In [42]:
# Import necessary libraries

import json
import joblib
from collections import defaultdict
from sentence_transformers import SentenceTransformer
import numpy as np
import faiss
import scipy.sparse
from sklearn.feature_extraction.text import TfidfVectorizer
from sklearn.metrics.pairwise import cosine_similarity


import nltk
from nltk.tokenize import word_tokenize

nltk.download('punkt_tab')

[nltk_data] Downloading package punkt_tab to
[nltk_data]     /Users/agastimhatre/nltk_data...
[nltk_data]   Package punkt_tab is already up-to-date!


True

## Step 1: Join business dataset with reviews dataset.

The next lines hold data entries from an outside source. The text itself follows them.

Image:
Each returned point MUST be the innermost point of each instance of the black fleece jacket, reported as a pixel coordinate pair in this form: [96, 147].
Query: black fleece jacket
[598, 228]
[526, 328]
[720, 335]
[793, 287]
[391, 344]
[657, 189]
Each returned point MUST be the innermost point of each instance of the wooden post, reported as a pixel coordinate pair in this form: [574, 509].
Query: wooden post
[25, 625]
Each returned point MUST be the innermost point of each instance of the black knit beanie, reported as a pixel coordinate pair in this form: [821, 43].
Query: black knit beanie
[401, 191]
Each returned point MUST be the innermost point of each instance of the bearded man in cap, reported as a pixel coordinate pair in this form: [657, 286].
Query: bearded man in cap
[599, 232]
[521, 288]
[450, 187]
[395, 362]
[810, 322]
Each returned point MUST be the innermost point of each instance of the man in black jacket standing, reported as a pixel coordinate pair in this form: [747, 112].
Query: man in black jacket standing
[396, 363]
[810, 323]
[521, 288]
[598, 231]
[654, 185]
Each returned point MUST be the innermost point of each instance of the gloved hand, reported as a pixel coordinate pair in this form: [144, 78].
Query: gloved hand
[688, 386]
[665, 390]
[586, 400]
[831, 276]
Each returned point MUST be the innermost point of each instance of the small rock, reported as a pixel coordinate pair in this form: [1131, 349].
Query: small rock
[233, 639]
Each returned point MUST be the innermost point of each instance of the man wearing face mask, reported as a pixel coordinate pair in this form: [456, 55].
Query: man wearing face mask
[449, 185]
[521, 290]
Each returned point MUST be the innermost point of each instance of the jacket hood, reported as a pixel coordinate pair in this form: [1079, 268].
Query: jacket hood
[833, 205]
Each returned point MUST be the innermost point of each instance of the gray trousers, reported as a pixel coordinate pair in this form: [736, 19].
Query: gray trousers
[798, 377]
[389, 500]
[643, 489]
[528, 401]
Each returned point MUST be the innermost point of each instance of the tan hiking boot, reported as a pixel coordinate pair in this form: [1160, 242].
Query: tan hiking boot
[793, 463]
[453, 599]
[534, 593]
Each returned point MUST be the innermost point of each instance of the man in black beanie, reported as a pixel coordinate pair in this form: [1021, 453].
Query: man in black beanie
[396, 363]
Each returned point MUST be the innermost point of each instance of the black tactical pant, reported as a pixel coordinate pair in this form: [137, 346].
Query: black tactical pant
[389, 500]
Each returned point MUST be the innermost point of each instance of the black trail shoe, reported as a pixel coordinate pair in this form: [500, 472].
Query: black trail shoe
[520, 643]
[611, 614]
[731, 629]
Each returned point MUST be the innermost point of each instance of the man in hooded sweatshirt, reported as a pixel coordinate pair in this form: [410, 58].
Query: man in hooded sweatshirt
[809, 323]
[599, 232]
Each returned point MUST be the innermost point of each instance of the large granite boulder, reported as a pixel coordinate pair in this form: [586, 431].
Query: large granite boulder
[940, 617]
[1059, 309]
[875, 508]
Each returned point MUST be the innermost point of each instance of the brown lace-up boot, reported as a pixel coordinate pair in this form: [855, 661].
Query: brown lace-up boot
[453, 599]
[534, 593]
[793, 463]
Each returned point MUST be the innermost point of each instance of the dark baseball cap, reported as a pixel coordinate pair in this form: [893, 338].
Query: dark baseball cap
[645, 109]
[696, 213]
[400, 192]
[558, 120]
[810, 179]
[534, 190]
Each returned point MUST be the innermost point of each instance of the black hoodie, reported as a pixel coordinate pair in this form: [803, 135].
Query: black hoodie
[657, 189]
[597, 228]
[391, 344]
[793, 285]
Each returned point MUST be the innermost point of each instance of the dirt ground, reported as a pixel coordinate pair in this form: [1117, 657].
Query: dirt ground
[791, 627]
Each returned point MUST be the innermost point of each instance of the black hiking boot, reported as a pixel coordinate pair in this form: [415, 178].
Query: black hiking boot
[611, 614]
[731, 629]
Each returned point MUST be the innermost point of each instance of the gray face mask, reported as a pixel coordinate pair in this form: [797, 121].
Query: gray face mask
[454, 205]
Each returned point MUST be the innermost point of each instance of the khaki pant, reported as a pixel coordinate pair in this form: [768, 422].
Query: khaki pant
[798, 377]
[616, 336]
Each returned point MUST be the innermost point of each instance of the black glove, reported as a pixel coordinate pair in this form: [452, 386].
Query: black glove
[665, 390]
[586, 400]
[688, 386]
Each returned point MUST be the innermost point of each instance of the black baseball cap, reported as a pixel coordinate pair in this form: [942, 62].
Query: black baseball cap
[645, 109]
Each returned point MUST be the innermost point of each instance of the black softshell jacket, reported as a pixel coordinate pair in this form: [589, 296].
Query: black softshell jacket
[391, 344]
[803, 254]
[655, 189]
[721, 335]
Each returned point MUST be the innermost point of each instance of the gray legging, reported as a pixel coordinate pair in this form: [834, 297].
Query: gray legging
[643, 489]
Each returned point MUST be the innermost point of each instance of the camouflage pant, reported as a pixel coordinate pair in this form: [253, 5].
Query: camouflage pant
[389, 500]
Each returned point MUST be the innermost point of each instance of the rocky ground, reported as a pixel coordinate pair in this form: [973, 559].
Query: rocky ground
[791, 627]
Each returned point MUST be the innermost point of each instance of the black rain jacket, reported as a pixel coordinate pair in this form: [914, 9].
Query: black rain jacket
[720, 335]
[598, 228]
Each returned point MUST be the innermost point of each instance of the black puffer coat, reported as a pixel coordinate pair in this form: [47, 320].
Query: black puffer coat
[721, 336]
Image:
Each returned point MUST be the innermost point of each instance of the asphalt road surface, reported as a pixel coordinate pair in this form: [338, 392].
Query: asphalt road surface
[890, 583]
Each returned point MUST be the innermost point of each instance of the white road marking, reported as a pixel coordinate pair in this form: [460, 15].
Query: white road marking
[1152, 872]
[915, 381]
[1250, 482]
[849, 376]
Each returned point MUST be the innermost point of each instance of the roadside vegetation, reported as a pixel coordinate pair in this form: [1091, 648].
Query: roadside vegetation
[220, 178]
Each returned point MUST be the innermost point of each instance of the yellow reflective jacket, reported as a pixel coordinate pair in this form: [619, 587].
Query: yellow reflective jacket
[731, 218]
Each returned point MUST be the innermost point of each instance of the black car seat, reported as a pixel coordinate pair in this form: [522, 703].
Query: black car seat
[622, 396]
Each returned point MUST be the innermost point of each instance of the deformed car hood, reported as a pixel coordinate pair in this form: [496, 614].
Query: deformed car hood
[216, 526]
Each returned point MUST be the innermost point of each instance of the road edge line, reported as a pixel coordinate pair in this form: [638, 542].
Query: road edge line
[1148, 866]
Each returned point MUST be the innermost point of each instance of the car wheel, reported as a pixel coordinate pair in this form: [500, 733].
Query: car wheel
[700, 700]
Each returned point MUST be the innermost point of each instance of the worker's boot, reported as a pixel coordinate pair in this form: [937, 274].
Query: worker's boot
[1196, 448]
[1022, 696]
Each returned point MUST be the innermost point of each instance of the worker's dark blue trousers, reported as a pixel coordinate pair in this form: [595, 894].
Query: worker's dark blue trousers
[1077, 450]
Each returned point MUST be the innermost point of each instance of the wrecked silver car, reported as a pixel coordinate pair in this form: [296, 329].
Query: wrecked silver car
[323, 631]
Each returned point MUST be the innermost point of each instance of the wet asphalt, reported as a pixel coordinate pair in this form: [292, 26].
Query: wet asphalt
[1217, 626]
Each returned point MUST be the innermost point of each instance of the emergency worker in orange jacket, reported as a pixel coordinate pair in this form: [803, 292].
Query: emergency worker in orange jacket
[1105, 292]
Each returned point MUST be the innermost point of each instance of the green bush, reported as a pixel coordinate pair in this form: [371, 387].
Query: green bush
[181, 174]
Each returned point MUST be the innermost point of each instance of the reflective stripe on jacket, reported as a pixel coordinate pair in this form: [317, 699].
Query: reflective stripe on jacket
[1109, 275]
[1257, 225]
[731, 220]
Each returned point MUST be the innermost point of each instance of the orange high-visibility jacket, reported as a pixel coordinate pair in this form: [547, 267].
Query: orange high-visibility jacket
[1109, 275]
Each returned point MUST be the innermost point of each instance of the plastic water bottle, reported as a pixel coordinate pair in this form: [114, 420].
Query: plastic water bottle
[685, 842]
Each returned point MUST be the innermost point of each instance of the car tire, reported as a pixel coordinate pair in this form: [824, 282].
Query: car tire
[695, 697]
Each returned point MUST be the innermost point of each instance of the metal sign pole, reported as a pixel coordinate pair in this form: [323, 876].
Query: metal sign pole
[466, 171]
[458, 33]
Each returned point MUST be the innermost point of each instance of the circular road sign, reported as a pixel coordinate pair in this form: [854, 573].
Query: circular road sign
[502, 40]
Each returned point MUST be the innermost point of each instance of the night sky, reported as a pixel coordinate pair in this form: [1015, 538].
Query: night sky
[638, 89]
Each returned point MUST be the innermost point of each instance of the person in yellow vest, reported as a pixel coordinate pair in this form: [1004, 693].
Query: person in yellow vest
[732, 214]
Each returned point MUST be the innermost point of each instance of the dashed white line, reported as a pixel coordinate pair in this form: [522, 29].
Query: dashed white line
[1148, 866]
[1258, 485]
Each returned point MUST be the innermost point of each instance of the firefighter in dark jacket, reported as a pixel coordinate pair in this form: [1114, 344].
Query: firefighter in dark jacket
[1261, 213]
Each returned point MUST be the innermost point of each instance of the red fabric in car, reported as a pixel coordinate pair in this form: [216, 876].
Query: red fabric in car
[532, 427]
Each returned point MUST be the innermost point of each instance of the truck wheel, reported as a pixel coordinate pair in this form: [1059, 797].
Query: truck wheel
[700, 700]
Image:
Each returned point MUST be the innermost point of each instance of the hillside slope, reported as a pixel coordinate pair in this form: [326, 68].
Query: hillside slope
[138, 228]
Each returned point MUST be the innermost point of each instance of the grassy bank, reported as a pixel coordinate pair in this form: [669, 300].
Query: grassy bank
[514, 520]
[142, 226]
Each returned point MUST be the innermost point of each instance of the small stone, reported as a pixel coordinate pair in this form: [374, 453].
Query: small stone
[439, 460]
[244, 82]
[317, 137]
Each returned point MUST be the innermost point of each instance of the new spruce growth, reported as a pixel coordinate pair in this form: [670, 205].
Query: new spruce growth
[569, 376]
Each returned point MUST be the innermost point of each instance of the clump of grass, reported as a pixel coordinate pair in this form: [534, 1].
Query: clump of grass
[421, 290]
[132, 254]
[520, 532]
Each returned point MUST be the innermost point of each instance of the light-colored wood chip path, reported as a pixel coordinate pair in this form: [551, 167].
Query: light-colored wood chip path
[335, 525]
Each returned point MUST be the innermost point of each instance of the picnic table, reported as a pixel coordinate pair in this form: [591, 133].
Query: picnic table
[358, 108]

Tokenize reviews and convert to lowercase

In [43]:
# Store reviews for each business
business_information = defaultdict(lambda: {"reviews": []})

with open("yelp_academic_dataset_review.json", "r", encoding="utf-8") as file:

    for line in file: 

        curr = json.loads(line)
        business_information[curr["business_id"]]["reviews"].append(curr["text"])

In [44]:
# Extract business-specific data and store in dictionary
with open("yelp_academic_dataset_business.json", "r", encoding="utf-8") as file:

    for line in file:

        curr = json.loads(line)
        business_information[curr["business_id"]]["name"] = curr["name"]
        business_information[curr["business_id"]]["address"] = curr["address"]
        business_information[curr["business_id"]]["city"] = curr["city"]
        business_information[curr["business_id"]]["state"] = curr["state"]


In [None]:
# Tokenize reviews and convert all tokens to lowercase
tokenized_business_information = defaultdict(lambda: {"reviews": []})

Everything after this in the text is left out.